Why the worry about that? The earth-coupled heat pump should do just fine in that situation.
We do/did have someone here who had a ground-coupled system that caused quite a bit of trouble. The theory behind them is solid, and many people have had good results. The issues tend to be initial cost (depends on how much it costs to establish the thermal link to the ground/body of water) and the small-but-essential details of the system. The person that had trouble here had issues of the second sort.
There are two major architectures for these systems: "Direct" (where the refrigerant used for the rest o the system is also pumped through the ground loop) and "indirect" (where a water/glycol fluid is pumped through the ground loop and a separate heat exchanger is used to interface that fluid with the working fluid in the condenser).
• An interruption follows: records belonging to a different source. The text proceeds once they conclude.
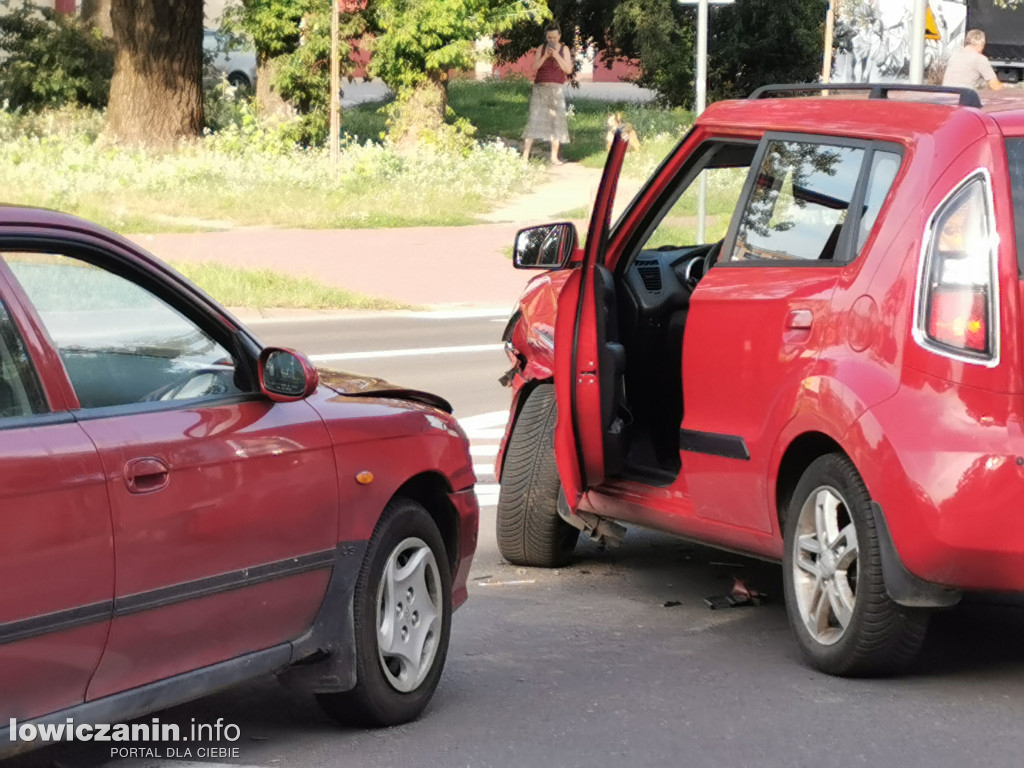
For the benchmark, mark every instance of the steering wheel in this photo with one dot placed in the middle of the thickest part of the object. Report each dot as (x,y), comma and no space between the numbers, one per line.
(208,381)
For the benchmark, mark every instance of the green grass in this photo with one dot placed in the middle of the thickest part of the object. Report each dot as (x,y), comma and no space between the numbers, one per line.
(498,109)
(248,176)
(259,289)
(573,214)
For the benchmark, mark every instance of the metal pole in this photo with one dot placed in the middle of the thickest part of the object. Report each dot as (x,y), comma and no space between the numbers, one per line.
(918,41)
(335,87)
(829,34)
(701,104)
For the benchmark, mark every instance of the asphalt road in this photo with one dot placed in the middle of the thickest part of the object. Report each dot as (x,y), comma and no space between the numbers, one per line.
(617,660)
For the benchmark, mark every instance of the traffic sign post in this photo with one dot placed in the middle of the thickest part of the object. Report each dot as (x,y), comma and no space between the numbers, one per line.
(918,32)
(335,87)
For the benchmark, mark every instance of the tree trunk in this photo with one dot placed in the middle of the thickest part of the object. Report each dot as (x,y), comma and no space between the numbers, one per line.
(156,93)
(98,13)
(268,100)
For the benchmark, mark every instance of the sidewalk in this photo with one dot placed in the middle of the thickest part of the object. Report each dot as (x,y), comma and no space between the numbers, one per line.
(446,267)
(443,267)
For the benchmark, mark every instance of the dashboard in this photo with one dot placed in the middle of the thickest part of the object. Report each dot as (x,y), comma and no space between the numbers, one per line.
(662,280)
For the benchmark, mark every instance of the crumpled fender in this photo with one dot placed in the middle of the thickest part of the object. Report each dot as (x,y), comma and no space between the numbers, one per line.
(353,385)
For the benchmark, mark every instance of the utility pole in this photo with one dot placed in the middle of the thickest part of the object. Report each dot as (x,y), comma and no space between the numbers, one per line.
(829,37)
(701,99)
(918,30)
(335,87)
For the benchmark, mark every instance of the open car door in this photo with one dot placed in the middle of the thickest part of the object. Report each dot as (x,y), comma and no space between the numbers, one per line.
(589,361)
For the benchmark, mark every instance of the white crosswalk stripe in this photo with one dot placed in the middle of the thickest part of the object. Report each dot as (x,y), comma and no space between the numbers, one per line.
(484,432)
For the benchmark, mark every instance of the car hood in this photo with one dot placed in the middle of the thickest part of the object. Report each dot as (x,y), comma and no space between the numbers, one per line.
(354,385)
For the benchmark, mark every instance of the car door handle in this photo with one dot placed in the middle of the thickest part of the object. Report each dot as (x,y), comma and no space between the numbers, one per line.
(145,475)
(799,320)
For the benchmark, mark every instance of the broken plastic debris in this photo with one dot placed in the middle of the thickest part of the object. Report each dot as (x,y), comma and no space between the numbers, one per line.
(740,596)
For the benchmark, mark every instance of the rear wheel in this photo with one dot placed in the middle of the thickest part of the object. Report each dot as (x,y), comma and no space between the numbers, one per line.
(529,529)
(402,612)
(844,620)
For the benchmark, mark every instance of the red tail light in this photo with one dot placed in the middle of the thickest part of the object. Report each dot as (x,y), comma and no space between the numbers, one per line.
(957,312)
(958,318)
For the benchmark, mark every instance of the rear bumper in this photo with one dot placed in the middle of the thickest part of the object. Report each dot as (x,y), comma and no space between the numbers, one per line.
(469,523)
(950,488)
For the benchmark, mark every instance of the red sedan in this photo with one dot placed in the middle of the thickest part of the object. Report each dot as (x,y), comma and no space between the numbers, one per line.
(184,508)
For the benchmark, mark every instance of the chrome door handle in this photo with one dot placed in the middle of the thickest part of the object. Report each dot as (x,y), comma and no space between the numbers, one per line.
(799,320)
(145,475)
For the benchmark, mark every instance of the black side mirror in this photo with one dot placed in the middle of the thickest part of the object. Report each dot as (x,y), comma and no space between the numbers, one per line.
(286,376)
(548,247)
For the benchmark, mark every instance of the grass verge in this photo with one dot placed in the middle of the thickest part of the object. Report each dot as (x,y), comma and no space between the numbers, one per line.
(499,108)
(266,289)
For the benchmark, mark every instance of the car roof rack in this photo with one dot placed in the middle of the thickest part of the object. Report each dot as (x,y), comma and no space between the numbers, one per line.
(968,96)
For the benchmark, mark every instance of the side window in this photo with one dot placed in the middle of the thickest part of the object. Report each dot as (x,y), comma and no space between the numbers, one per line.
(20,393)
(799,203)
(119,343)
(885,166)
(725,174)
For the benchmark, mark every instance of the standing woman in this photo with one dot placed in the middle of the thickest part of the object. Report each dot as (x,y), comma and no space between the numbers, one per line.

The "direct" is simpler, can be cheaper to install, and theoretically more efficient. The "indirect" is probably the way I'd prefer to go if buying one, though. Digging for the ground loop is a major expense, and you never want to do it again. There are already new refrigerants on the horizon, and they may not be compatible with the present ones (just as the lubricants in R-22 systems are incompatible with present refrigerants, including R-410A). If you've got R-410A in the buried loop and it gets badly contaminated (chunks from the compressor, scale from poorly-done brazing of copper lines, etc) or is incompatible with the next gen refrigerant, your investment in that ground loop becomes worthless. If you've got a loop of water/glycol, you can use it with whatever comes next. Plus, I think a low-pressure water/glycol loop is just less likely to leak/cause trouble in the first place.
Unless I was planning to live in the house for a long time, I wouldn't consider a ground-source heat pump. The installation costs are high, and it's unlikely to significantly enhance resale value. In fact, it could put some buyers off. OTOH, if I lived somewhere with high heat/cooling requirements and expensive electricity, and if I planned to stay put a long time, I'd look into it.